Heishindo Merchant House
Tsuruoka City, in Yamagata Prefecture, was once the heart of the Shonai Domain, a warrior clan that pledged loyalty to the Tokugawa Shogunate during the Edo Period (1603-1868). After the Boshin War had defeated the shogunate system, the Shonai Clan samurais were referred to as renegades. To get rid of their bad reputation and restore its old clan's honor, they decided to take part in the new government's industrial effort and chose to put every bit of their energy into silk-farming. They wanted to control every step of the fabrication process: from the cultivation of mulberry leaves for the silkworms to feed on to weaving to the manufacture of finished products.
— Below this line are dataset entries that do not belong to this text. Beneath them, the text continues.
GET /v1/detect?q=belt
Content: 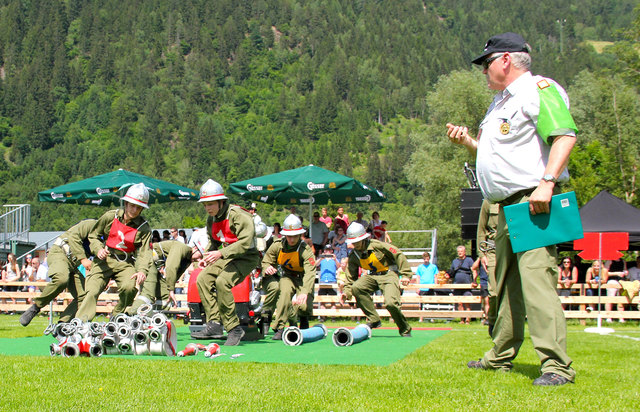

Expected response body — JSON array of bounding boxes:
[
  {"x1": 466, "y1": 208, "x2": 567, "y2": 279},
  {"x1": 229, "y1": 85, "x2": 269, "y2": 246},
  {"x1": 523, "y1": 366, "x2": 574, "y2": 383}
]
[
  {"x1": 368, "y1": 271, "x2": 388, "y2": 276},
  {"x1": 107, "y1": 247, "x2": 134, "y2": 262},
  {"x1": 498, "y1": 188, "x2": 536, "y2": 206}
]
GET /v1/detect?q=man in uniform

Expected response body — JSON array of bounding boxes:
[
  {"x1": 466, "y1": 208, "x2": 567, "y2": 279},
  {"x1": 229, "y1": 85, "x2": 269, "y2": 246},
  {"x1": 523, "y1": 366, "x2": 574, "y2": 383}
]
[
  {"x1": 446, "y1": 32, "x2": 577, "y2": 385},
  {"x1": 191, "y1": 179, "x2": 260, "y2": 346},
  {"x1": 262, "y1": 214, "x2": 316, "y2": 340},
  {"x1": 339, "y1": 222, "x2": 412, "y2": 337},
  {"x1": 126, "y1": 240, "x2": 197, "y2": 315},
  {"x1": 19, "y1": 219, "x2": 96, "y2": 326},
  {"x1": 75, "y1": 183, "x2": 152, "y2": 321}
]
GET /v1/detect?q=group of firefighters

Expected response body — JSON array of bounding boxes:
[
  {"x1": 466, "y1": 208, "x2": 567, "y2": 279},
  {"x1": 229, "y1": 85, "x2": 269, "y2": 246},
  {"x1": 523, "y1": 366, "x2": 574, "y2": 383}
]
[{"x1": 19, "y1": 179, "x2": 413, "y2": 346}]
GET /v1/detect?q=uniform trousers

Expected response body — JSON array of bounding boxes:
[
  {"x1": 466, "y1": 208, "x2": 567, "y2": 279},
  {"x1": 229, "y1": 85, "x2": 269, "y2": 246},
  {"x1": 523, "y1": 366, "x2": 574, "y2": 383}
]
[
  {"x1": 481, "y1": 192, "x2": 575, "y2": 381},
  {"x1": 351, "y1": 272, "x2": 411, "y2": 335},
  {"x1": 75, "y1": 257, "x2": 139, "y2": 322},
  {"x1": 33, "y1": 246, "x2": 86, "y2": 323},
  {"x1": 273, "y1": 274, "x2": 314, "y2": 330},
  {"x1": 196, "y1": 251, "x2": 260, "y2": 332}
]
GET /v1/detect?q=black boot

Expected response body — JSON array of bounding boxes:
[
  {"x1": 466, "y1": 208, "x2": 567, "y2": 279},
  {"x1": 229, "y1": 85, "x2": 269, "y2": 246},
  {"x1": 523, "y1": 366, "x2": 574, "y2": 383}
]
[
  {"x1": 191, "y1": 321, "x2": 224, "y2": 339},
  {"x1": 19, "y1": 304, "x2": 41, "y2": 327},
  {"x1": 299, "y1": 316, "x2": 309, "y2": 330},
  {"x1": 224, "y1": 326, "x2": 245, "y2": 346}
]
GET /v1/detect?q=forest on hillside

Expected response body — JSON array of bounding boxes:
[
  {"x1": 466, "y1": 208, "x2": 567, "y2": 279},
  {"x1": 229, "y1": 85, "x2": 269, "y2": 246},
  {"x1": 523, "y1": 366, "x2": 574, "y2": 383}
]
[{"x1": 0, "y1": 0, "x2": 639, "y2": 262}]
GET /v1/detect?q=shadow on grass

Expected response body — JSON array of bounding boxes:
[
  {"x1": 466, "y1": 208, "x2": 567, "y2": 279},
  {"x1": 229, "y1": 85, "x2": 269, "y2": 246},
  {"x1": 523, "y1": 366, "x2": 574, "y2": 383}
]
[{"x1": 512, "y1": 363, "x2": 542, "y2": 380}]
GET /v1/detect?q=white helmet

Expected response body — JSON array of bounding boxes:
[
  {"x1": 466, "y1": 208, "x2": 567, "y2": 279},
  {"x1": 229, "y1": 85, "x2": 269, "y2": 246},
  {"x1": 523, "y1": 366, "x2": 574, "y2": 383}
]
[
  {"x1": 199, "y1": 179, "x2": 227, "y2": 202},
  {"x1": 122, "y1": 183, "x2": 149, "y2": 209},
  {"x1": 346, "y1": 222, "x2": 370, "y2": 244},
  {"x1": 281, "y1": 214, "x2": 306, "y2": 236}
]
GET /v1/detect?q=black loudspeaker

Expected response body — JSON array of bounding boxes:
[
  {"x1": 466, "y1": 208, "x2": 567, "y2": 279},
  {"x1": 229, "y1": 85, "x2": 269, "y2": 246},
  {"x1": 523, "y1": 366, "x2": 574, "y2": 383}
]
[{"x1": 460, "y1": 188, "x2": 483, "y2": 240}]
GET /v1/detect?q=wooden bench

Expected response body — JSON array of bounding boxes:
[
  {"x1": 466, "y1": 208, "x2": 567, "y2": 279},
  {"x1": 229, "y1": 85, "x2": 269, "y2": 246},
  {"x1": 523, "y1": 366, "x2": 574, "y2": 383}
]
[{"x1": 1, "y1": 282, "x2": 637, "y2": 321}]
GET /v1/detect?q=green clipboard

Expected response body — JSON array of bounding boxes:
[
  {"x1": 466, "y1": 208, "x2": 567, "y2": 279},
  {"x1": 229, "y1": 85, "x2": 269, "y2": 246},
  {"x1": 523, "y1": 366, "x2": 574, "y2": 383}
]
[{"x1": 503, "y1": 191, "x2": 584, "y2": 253}]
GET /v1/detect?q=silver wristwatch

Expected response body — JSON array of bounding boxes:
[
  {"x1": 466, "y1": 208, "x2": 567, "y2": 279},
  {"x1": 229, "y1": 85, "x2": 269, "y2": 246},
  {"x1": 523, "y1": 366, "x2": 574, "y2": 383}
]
[{"x1": 541, "y1": 174, "x2": 557, "y2": 183}]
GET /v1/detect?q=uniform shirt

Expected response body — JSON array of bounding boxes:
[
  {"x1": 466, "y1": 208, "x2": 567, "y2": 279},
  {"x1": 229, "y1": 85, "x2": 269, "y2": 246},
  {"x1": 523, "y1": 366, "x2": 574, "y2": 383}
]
[
  {"x1": 344, "y1": 239, "x2": 412, "y2": 299},
  {"x1": 262, "y1": 238, "x2": 316, "y2": 295},
  {"x1": 152, "y1": 240, "x2": 192, "y2": 291},
  {"x1": 476, "y1": 71, "x2": 578, "y2": 202},
  {"x1": 206, "y1": 203, "x2": 257, "y2": 259},
  {"x1": 89, "y1": 209, "x2": 152, "y2": 275},
  {"x1": 59, "y1": 219, "x2": 96, "y2": 262}
]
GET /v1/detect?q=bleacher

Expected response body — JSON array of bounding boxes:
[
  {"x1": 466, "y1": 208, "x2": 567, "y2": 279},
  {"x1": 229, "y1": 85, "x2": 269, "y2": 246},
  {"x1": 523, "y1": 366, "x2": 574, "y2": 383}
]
[{"x1": 2, "y1": 281, "x2": 637, "y2": 323}]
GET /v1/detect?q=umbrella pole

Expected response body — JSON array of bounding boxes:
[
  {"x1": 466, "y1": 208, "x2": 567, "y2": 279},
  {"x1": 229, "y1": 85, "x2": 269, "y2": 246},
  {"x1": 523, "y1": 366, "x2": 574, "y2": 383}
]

In 2017, the samurais' silk farms: Matsugaoka's Silk farms were registered as a "Japan Heritage." Today, visitors can see the machines used for more than 150 years and still active and discover how our samurais worked, since we always use the same techniques. The history of Tsuruoka's silk and the transmission of ancestral knowledge were some of the reasons why Matsugaoka became a Japan Heritage.
At Matsugaoka's Silk Farms, visitors can discover in the "Archive Building" (shiryôkan 資料館) how the Samurai Silk is still produced by visiting the differents wooden buildings that compose this 19th-century historical site.